Davacı tarafından lodos fırtınası neticesinde yaptırılan 01/06/2015 tarihli tespit sonucu alınan raporda meydana gelen zararın sebebinin lodos ve tercih edilen malzemelerin hatalı olmasından kaynaklandığının belirlendiği, davalının yaptırdığı 04/02/2016 tarihli tespit sonucu alınan bilirkişi raporunda da meydana gelen zararların lodos, montaj ve imalat hatasından kaynaklandığı belirlenmiştir. Mahkemece alınan bilirkişi raporunda ise tespit raporlarından davacının yaptırdığı ve malzeme seçiminden kaynaklı olarak zararın ortaya çıktığını belirten rapor dikkate alınmış olup, montaj hatasının olup olmadığı husus değerlendirmeye alınmayarak davacının meydana gelen zararlardan sorumlu olmadığı belirtilmiştir.

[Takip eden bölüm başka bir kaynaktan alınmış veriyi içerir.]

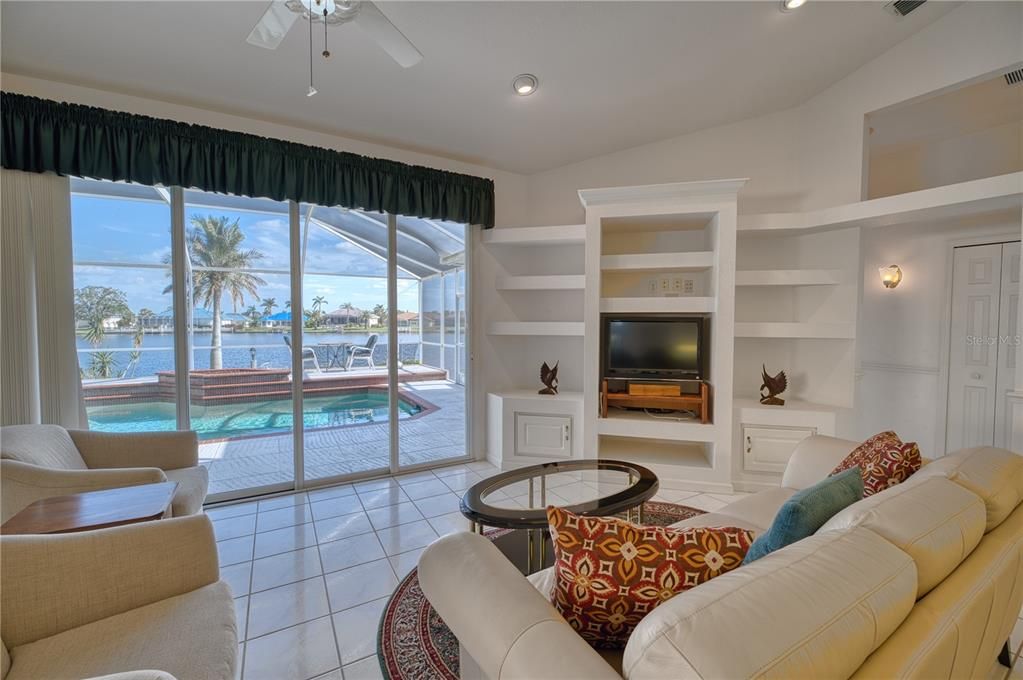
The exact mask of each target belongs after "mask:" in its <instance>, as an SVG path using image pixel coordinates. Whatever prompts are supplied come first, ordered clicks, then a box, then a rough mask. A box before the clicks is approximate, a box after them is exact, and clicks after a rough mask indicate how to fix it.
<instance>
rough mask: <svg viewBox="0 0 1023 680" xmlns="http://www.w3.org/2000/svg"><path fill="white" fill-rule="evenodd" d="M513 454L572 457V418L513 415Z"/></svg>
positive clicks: (519, 454)
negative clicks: (514, 443)
mask: <svg viewBox="0 0 1023 680" xmlns="http://www.w3.org/2000/svg"><path fill="white" fill-rule="evenodd" d="M515 454H516V455H517V456H542V457H544V458H571V457H572V416H569V415H536V414H533V413H516V414H515Z"/></svg>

2.Sözleşme ve dava tarihi itibarıyla yürürlükte olan 6098 sayılı Borçlar Kanunu'nun 472/3 ve 476. maddeleri uyarınca; yüklenici işin ehli olup bedele hak kazanabilmesi için, eseri fen ve sanat kuralları ile tekniğine ve iş sahibinin ondan beklediği amaca uygun olarak tamamlayıp teslim etmesi zorunludur. Sözleşme ve ekleri ile proje varsa teknik resimlere aykırı olarak imalât yapılmış olması halinde, imâlatın bu şekilde yapılması iş sahibi tarafından talep edilmiş olsa dahi yüklenici iş sahibine karşı genel ihbar yükümlülüğünü yerine getirmemişse, yüklenici doğacak sonuçlardan kurtulamaz.

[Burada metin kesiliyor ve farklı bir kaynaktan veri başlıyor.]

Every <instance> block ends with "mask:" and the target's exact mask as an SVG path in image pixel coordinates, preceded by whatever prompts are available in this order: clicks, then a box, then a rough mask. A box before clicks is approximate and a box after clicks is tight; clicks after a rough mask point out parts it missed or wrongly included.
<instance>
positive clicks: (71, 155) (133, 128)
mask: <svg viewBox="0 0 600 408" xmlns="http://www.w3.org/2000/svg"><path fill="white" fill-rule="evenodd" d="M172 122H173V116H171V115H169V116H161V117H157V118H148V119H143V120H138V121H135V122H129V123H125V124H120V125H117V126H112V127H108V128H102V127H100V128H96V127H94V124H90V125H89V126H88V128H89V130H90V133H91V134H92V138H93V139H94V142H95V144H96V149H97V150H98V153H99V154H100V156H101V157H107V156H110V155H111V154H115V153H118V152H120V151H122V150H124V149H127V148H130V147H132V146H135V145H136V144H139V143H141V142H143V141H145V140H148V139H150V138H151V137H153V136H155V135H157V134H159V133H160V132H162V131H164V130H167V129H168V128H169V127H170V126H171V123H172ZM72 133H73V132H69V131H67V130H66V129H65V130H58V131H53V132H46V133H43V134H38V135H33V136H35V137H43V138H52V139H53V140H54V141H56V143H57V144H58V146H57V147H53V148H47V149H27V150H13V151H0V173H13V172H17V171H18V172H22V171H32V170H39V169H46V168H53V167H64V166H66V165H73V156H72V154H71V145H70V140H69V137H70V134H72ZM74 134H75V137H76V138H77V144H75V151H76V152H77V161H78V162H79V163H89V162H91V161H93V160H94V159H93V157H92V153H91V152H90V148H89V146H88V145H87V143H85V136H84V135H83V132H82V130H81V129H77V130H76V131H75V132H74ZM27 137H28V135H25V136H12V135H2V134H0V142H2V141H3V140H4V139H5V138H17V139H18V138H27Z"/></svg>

3. Somut olayda, olay ile ilgili alınan 2 tespit raporu ve mahkemece aldırılan 1 tane bilirkişi raporu bulunmakta olup, bilirkişi raporunda da yukarıda 1 numaralı bentte açıklandığı üzere davacının montaj hatası tespiti yapılmış olmasına rağmen bu hususun değerlendirilmediği ve her ne kadar taraflar arasındaki sözleşmenin 12-d maddesi gereği malzeme seçiminden iş sahibi sorumlu denilmiş ise de, yüklenicinin TBK 476 maddesi gereği malzeme seçiminde genel ihbar yükümlülüğünü yerine getirip getirmediği değerlendirilmemiştir.

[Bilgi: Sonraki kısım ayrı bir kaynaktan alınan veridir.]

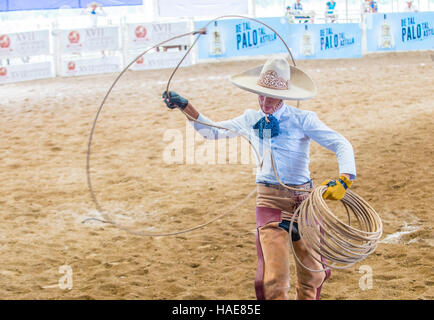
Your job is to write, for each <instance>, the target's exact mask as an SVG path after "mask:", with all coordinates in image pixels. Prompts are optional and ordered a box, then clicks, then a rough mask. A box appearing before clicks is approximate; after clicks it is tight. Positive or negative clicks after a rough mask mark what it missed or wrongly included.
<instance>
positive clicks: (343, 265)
mask: <svg viewBox="0 0 434 320" xmlns="http://www.w3.org/2000/svg"><path fill="white" fill-rule="evenodd" d="M223 18H242V19H249V20H252V21H255V22H257V23H259V24H262V25H264V26H265V27H267V28H268V29H270V30H271V31H273V32H274V33H275V34H276V35H277V36H278V37H279V38H280V40H281V41H282V43H283V44H284V45H285V47H286V49H287V51H288V54H289V56H290V58H291V60H292V63H293V64H294V66H295V65H296V64H295V60H294V58H293V56H292V53H291V50H290V49H289V47H288V46H287V44H286V42H285V41H284V39H283V38H282V37H281V36H280V35H279V34H278V33H277V32H276V31H275V30H274V29H273V28H271V27H270V26H268V25H267V24H265V23H263V22H261V21H259V20H257V19H254V18H250V17H245V16H240V15H226V16H221V17H218V18H216V19H213V20H211V21H209V22H208V23H207V24H206V25H205V26H204V27H203V28H201V29H200V30H196V31H192V32H188V33H185V34H181V35H178V36H175V37H172V38H170V39H168V40H165V41H162V42H160V43H158V44H156V45H154V46H152V47H150V48H148V49H146V50H145V51H144V52H142V53H141V54H140V55H138V56H137V57H136V58H134V60H132V61H131V62H130V63H129V64H128V65H127V66H126V67H125V68H124V69H123V70H122V71H121V72H120V73H119V75H118V76H117V77H116V79H115V80H114V82H113V83H112V85H111V86H110V88H109V90H108V91H107V93H106V95H105V96H104V98H103V100H102V102H101V105H100V106H99V108H98V111H97V113H96V116H95V120H94V122H93V125H92V129H91V132H90V136H89V143H88V150H87V159H86V172H87V182H88V187H89V191H90V194H91V197H92V200H93V202H94V203H95V206H96V209H97V211H98V212H99V213H100V214H101V215H102V216H103V217H104V220H102V219H96V218H88V219H85V220H84V221H83V223H84V222H86V221H88V220H98V221H101V222H104V223H109V224H113V225H115V226H116V227H117V228H119V229H121V230H125V231H127V232H129V233H131V234H134V235H139V236H147V237H162V236H173V235H178V234H181V233H186V232H191V231H193V230H196V229H199V228H203V227H205V226H207V225H209V224H211V223H212V222H214V221H216V220H218V219H221V218H222V217H224V216H226V215H228V214H229V213H231V212H233V211H234V210H235V209H237V208H238V207H240V206H241V205H243V204H244V203H245V202H246V201H247V200H248V199H249V198H251V197H252V196H253V195H254V194H255V192H256V189H254V190H252V191H251V192H250V193H249V194H248V195H247V196H246V197H245V198H244V199H243V200H241V201H240V202H239V203H237V204H236V205H235V206H233V207H232V208H231V209H230V210H228V211H225V212H224V213H223V214H220V215H218V216H216V217H215V218H213V219H211V220H210V221H208V222H206V223H204V224H200V225H197V226H194V227H191V228H188V229H184V230H180V231H175V232H168V233H147V232H142V231H136V230H131V229H130V228H128V227H125V226H122V225H119V224H118V223H116V222H114V221H112V220H111V219H110V216H109V215H108V214H107V213H106V212H104V211H103V210H102V208H101V206H100V205H99V202H98V200H97V198H96V195H95V193H94V191H93V187H92V180H91V174H90V154H91V146H92V138H93V134H94V131H95V127H96V123H97V120H98V117H99V114H100V113H101V110H102V108H103V106H104V103H105V102H106V100H107V98H108V96H109V94H110V93H111V91H112V89H113V88H114V86H115V85H116V83H117V82H118V81H119V79H120V78H121V77H122V75H123V74H124V73H125V72H126V71H127V70H128V68H129V67H130V66H131V65H132V64H133V63H134V62H135V61H136V60H138V59H140V58H141V57H142V56H143V55H145V54H146V53H147V52H149V51H150V50H152V49H154V48H156V47H159V46H162V45H163V44H165V43H167V42H169V41H172V40H174V39H178V38H182V37H185V36H189V35H197V37H196V39H195V40H194V42H193V43H192V45H191V46H190V48H189V49H188V50H187V52H186V53H185V55H184V56H183V57H182V59H181V60H180V61H179V63H178V64H177V66H176V67H175V68H174V69H173V71H172V74H171V75H170V78H169V80H168V82H167V86H166V91H167V92H168V91H169V87H170V82H171V80H172V78H173V76H174V75H175V73H176V71H177V70H178V68H179V66H180V65H181V63H182V62H183V61H184V59H185V58H186V57H187V55H188V54H189V53H190V51H191V49H192V48H193V47H194V46H195V45H196V43H197V41H198V40H199V38H200V36H201V35H203V34H205V33H206V28H207V27H208V26H209V25H210V24H211V23H213V22H214V21H216V20H220V19H223ZM298 104H299V101H297V106H298ZM183 113H184V114H185V115H186V116H187V118H188V119H190V120H191V121H195V122H198V123H201V124H203V125H206V126H209V127H214V128H218V129H223V130H228V131H233V130H231V129H229V128H224V127H221V126H216V125H211V124H208V123H204V122H201V121H198V120H196V119H194V118H192V117H191V116H190V115H188V114H187V113H185V112H184V111H183ZM241 137H242V138H244V139H246V140H247V141H248V142H249V143H250V145H251V146H252V148H253V150H254V152H255V156H256V158H257V160H258V164H259V167H260V169H261V168H262V165H263V161H264V158H265V156H266V155H264V156H263V158H262V159H260V156H259V153H258V151H257V150H256V148H255V147H254V146H253V144H252V143H251V141H250V139H249V137H248V136H247V135H245V134H241ZM268 151H269V152H270V159H271V164H272V167H273V171H274V175H275V177H276V179H277V180H278V182H279V184H280V185H282V186H283V187H284V188H287V189H291V190H295V191H302V192H310V193H311V194H310V196H309V197H308V198H307V199H306V200H305V201H303V202H302V203H301V205H300V206H299V207H298V209H297V210H296V211H295V213H294V214H293V216H292V219H291V226H290V230H292V226H293V224H294V222H295V219H297V223H298V228H299V233H300V236H301V238H302V240H301V241H304V242H305V243H306V244H307V246H308V249H309V250H311V251H313V252H316V253H317V254H320V255H321V256H323V257H324V258H325V259H326V260H327V261H328V262H327V263H325V262H324V261H322V260H319V259H317V258H316V257H315V255H313V256H314V258H315V259H316V260H317V261H318V262H320V263H321V264H322V265H324V266H325V268H326V269H327V268H333V269H344V268H348V267H350V266H352V265H353V264H355V263H357V262H359V261H361V260H363V259H365V258H366V257H367V256H368V255H369V254H371V253H373V252H374V251H375V249H376V246H377V243H378V241H379V240H380V238H381V235H382V229H383V227H382V222H381V219H380V217H379V215H378V214H377V213H376V212H375V210H374V209H373V208H372V207H371V206H370V205H369V204H368V203H367V202H366V201H365V200H363V199H362V198H361V197H360V196H359V195H357V194H356V193H355V192H353V191H351V190H347V192H346V194H345V197H344V198H343V199H342V200H341V201H342V203H343V205H344V206H345V209H346V211H347V215H348V224H345V223H344V222H342V221H340V220H339V219H338V218H337V217H336V216H335V215H334V214H333V212H331V211H330V210H329V209H328V207H327V205H326V203H325V201H324V199H323V198H322V194H323V193H324V192H325V190H326V188H327V187H326V186H318V187H316V188H314V189H313V190H305V189H297V188H293V187H290V186H287V185H285V184H284V183H282V181H281V180H280V179H279V177H278V174H277V171H276V168H275V164H274V158H273V153H272V151H271V149H269V150H268ZM349 210H351V211H352V213H353V215H354V216H355V218H356V220H357V222H358V228H355V227H353V226H351V218H350V212H349ZM290 244H291V249H292V251H293V253H294V257H295V258H296V259H297V261H298V262H299V263H300V264H301V265H302V266H303V267H304V268H306V269H308V270H310V271H313V272H322V271H324V270H326V269H322V270H311V269H309V268H308V267H306V266H304V265H303V264H302V263H301V261H300V260H299V259H298V257H297V255H296V254H295V252H294V248H293V245H292V241H290ZM329 262H331V263H329Z"/></svg>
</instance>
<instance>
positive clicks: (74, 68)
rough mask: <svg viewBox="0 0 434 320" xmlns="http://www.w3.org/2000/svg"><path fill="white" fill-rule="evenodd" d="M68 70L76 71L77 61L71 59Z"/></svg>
mask: <svg viewBox="0 0 434 320" xmlns="http://www.w3.org/2000/svg"><path fill="white" fill-rule="evenodd" d="M68 70H69V71H74V70H75V62H74V61H69V62H68Z"/></svg>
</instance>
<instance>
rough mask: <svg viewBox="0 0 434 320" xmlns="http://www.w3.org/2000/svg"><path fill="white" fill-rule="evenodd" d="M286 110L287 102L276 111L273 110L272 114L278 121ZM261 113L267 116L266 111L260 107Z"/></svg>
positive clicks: (277, 120) (263, 115) (278, 120)
mask: <svg viewBox="0 0 434 320" xmlns="http://www.w3.org/2000/svg"><path fill="white" fill-rule="evenodd" d="M285 110H286V104H285V103H283V106H282V107H281V108H280V109H279V110H277V111H276V112H273V113H272V115H273V117H275V118H276V119H277V121H279V120H280V116H281V115H282V114H283V112H284V111H285ZM259 113H260V114H261V116H263V117H264V116H265V113H264V112H263V111H262V109H259Z"/></svg>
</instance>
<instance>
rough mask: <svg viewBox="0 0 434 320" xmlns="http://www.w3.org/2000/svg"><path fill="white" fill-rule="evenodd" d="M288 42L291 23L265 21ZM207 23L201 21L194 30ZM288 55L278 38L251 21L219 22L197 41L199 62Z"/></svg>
mask: <svg viewBox="0 0 434 320" xmlns="http://www.w3.org/2000/svg"><path fill="white" fill-rule="evenodd" d="M260 21H262V22H264V23H266V24H267V25H269V26H270V27H272V28H273V29H274V30H276V32H278V33H279V34H280V35H281V36H282V38H283V39H284V40H285V41H287V38H286V37H287V35H288V22H287V20H286V19H283V18H262V19H260ZM207 23H208V21H198V22H196V24H195V29H196V30H198V29H200V28H202V27H203V26H205V24H207ZM281 52H286V48H285V46H284V44H283V43H282V41H281V40H280V39H279V37H278V36H277V35H276V34H275V33H274V32H273V31H271V30H270V29H269V28H267V27H265V26H264V25H262V24H260V23H257V22H255V21H251V20H248V19H230V20H220V21H216V22H215V23H212V24H211V25H210V26H208V28H207V34H206V35H204V36H202V37H200V38H199V41H198V53H199V59H212V58H229V57H237V56H254V55H267V54H274V53H281Z"/></svg>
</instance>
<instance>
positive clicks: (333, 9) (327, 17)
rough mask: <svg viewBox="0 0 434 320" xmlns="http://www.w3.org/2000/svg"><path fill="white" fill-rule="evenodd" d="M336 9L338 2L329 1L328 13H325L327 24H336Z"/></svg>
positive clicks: (332, 0) (328, 2)
mask: <svg viewBox="0 0 434 320" xmlns="http://www.w3.org/2000/svg"><path fill="white" fill-rule="evenodd" d="M335 8H336V2H335V1H334V0H330V1H327V3H326V12H325V22H326V23H328V22H329V21H330V22H332V23H334V22H335V21H336V18H337V17H336V14H335Z"/></svg>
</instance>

4.Bu durumda Mahkemece yapılacak iş; bilirkişi kurulundan ek rapor alınarak yukarıda 2 ve 3 numaralı bentlerde açıklanan hususların değerlendirilerek sonucuna göre karar verilmesi iken eksik inceleme ve değerlendirme ile karar verilmesi doğru görülmemiş, kararın bozulması uygun görülmüştür.
VI. KARAR
Açıklanan sebeplerle;
Temyiz olunan Bölge Adliye Mahkemesi kararının BOZULMASINA,
Peşin alınan temyiz karar harcının istek hâlinde ilgiliye iadesine,
Dosyanın kararı veren Bölge Adliye Mahkemesine gönderilmesine,
05/12/2023 tarihinde oy birliğiyle karar verildi.